Another side to this is reflected in what you spend time getting use to; I am extremely comfortable with all aspects of the Contax because it is the camera I use most often. I am also very comfortable with another camera (the Alpa) that would seem extremely awkward to first-time users with the shutter release on the front of the body and the wind lever operating in the reverse direction of the norm. People may adapt differently but for me the varied layout of different cameras has never been a problem (Rollei SL66 with focus knob on the side of the body, shutter release in the front lower corner).
 
Yes, it is a mattter of what you get used to. THe finder on my Contax IIIa is fine. I use external finders for all lenses but the 50mm. And sometimes I use an external finder for that, too.

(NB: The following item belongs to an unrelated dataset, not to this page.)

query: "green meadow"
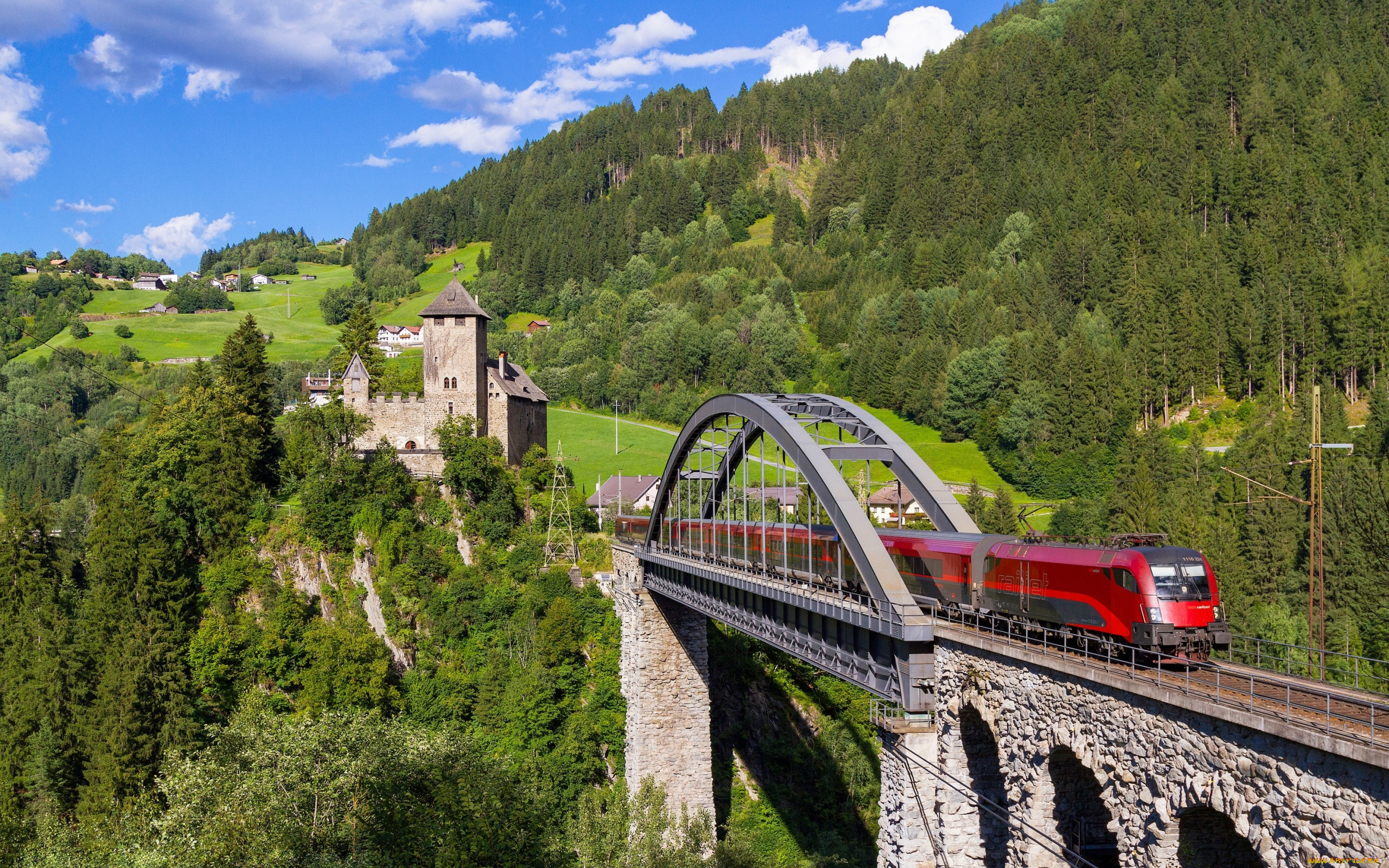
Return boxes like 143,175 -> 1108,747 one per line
21,263 -> 353,362
546,406 -> 677,494
377,241 -> 492,325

So all I care about is that I can see the patch in the finder and focus accurately. Then a quick shift to the external finder for framing.

Robert
 
>>Yes, it is a mattter of what you get used to.<<

That's quite true. I bought a Kiev on a whim in the late 1980s, and the camera shopkeeper explained that old Nikons used the same mount. I kept my eyes open for old Nikons at swap meets and within a couple of years had a Nikon S2, S3, SP and an assortment of lenses.

Now I'm so used to the quirks of Nikon RFs that I'm surprised when I hear Leica people complain about theirs -- I had no idea they were putting up with less than life-size viewfinders and lenses with half-click stops while I'm shooting with both eyes open, counting full-stops clicks and shooting with one hand thanks to the focus wheel. I don't use the Kiev as much as I used to because it scratches my eyeglasses, but its ergonomics still feel fine and I remember what a joy it was to use with a 35mm lens and the large Russian external finder. There's just a natural genetic progression from the Kiev/Contax II to the Nikon S2 to the S3/SP to the Nikon F. After hundreds of hours of use, controls just fall to my hands and I can concentrate on the most important part -- the picture itself.